Search

The main user task is locating existing microformatted data found on the public Web. This will eventually require ranking multiple results to find the most relevant. It may also require a more-specific query language for working with particular fields (“Advanced Search”). A secondary task is reusing this information once found.

Query Interface

A one-line input form would be ideal. Using query terms alone won’t specify the range of microformat types to search. Not knowing the type also complicates handling of compound microformats — should it return hCards within hCalendar events as ‘naked’ hCards?
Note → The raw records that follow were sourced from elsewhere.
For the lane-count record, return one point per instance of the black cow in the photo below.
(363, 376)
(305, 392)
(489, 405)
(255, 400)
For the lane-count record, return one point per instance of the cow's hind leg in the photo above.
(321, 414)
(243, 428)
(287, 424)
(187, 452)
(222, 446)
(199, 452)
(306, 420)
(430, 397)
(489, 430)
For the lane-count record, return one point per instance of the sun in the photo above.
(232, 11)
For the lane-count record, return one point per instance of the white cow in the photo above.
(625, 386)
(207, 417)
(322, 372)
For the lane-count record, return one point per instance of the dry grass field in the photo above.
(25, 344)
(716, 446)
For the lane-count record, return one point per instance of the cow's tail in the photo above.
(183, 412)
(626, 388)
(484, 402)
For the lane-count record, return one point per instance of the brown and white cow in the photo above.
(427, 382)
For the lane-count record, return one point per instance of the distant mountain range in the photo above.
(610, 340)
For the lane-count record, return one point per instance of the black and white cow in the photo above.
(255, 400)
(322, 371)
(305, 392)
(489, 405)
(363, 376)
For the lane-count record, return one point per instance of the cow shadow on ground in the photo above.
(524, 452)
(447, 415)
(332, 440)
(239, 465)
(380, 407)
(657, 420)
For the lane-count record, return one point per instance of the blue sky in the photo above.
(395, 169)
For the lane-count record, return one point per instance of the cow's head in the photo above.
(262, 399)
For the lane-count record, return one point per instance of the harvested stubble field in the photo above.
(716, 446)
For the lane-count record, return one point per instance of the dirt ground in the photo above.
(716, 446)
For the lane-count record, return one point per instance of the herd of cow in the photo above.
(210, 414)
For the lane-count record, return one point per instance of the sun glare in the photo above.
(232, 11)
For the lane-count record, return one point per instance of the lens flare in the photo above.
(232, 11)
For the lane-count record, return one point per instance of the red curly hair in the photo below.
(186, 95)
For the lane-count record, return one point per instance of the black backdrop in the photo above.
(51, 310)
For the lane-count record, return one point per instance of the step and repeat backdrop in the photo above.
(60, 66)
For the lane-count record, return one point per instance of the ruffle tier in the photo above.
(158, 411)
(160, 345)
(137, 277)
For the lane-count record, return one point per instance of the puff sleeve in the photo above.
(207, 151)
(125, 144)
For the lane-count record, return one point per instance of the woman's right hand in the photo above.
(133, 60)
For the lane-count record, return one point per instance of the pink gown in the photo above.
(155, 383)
  • text Terms: should be case-folded and matched anywhere, in any text node.
    • Çelik, Argent, web-2.0, “Web 2.0”, smith +sunnyvale, yankees -NY -“New York”
  • h* Directives: should choose a schema-appropriate range of shortcuts for common elements of popular microformats
    • Tantek hCard — where name-of-spec should force type matching
    • region:CA, postal-code:94040 — literal matching of class names from the specs
    • Tantek zip:9*, Yankees in:CA, party by:Rohit — meta-matching across colloquialisms for “all location-related stuff” or “organizer or participant”
  • xq Directives: should be applied to some? XML representation of all the stored microformats
    • //region=”CA”, //given-name=”Khare*” (?). Based on automatic application of miniML transformation rules, with dictionaries for all the common µf terms (XMDP)
  • CSS Selectors ?: would it be designer-friendly to use CSS3
    • (.vcard .fn):foo == fn:foo. Basically, roll-your-own directive by using css to specify what will match.

Result Interface

Start with a standardized card UI element.

Submission

Client-side: Miffy

Server-side: UFP (?)

could easily be delayed — make it work with interactively submitted content first.

Crawling

How to schedule regular refreshes? How to avoid duplicating all of evdb & upcoming, say?

Deployment Issues

If we invest in the Microsearch scenario, it’s worth asking what it will take to fund it all the way through to deployment.

Scalability

dbxml truly sufficient in the short term? concurrency?

Privacy

how to “unsubmit”?

is downloading images still a risk in this context? Probably not.

Security

… scrubbing & sterilization …

Spam

no, PageRank-of-the-source-page is no protection :(

user accounts with strong passwords? (blacklists…)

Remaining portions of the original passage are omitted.